25 avril 2012
>> Luc Chaput
À l’occasion de son 50e anniversaire à Montréal, l’Institut Goethe déménage ses pénates cet été de la rue Sherbrooke à un nouveau lieu dans le quartier des spectacles. La diffusion de la langue et de la culture allemandes est depuis longtemps entre autres passée par le cinéma allemand aidée en cela par le succès des Fassbinder, Herzog, Kluge, Schlöndorff, Schroeter — quand aura lieu une rétro complète de ce réalisateur mort en 2010? — et Wenders. Au printemps revient, au Goethe de Montréal depuis 20 ans, la série «Découvertes allemandes» qui nous a permis ainsi de voir chaque année de nouveaux cinéastes.
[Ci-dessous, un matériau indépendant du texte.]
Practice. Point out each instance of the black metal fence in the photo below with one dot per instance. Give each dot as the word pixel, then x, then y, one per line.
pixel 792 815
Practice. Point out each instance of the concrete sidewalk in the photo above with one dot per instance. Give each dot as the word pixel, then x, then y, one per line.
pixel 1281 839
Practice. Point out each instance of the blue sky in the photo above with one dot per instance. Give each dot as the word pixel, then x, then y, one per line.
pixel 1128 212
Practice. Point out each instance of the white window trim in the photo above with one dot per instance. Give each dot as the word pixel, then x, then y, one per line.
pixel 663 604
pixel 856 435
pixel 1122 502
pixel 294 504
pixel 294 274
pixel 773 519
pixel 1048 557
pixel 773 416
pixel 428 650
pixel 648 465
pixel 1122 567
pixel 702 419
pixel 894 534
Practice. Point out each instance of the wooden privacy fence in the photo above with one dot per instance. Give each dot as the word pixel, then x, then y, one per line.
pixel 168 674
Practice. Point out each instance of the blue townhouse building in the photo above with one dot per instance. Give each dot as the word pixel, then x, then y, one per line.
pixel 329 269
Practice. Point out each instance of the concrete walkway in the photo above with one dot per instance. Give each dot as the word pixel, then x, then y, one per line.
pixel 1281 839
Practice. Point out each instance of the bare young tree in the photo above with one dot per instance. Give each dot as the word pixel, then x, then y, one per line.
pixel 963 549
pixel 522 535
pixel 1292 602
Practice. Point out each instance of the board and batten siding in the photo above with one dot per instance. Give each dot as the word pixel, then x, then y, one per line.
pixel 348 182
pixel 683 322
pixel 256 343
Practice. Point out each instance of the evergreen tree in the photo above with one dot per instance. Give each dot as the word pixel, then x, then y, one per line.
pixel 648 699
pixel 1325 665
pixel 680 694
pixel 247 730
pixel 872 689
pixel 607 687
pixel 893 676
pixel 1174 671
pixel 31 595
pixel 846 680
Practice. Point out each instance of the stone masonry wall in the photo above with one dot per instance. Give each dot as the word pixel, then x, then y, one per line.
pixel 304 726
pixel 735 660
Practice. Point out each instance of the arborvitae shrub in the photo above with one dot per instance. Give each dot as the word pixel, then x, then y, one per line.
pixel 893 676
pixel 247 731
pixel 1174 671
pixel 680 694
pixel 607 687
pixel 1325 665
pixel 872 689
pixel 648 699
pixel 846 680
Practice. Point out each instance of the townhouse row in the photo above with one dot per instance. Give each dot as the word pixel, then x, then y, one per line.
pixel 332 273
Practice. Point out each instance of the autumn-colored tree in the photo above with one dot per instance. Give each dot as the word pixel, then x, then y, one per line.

La programmation de cette année rajoute donc aux nouveautés des reprises de cinéastes confirmés. Ainsi Fatih Akin, dans son œuvre autobiographique Solino, établit déjà le thème de la cuisine comme lieu de rencontre interculturelle qui est la base de son dernier long métrage Soul Kitchen. Tom Tykwer dans Le Rêveur montre déjà ses grandes qualités de metteur en scène de séquences époustouflantes dans cette histoire sur la place du hasard dans la construction d’un destin.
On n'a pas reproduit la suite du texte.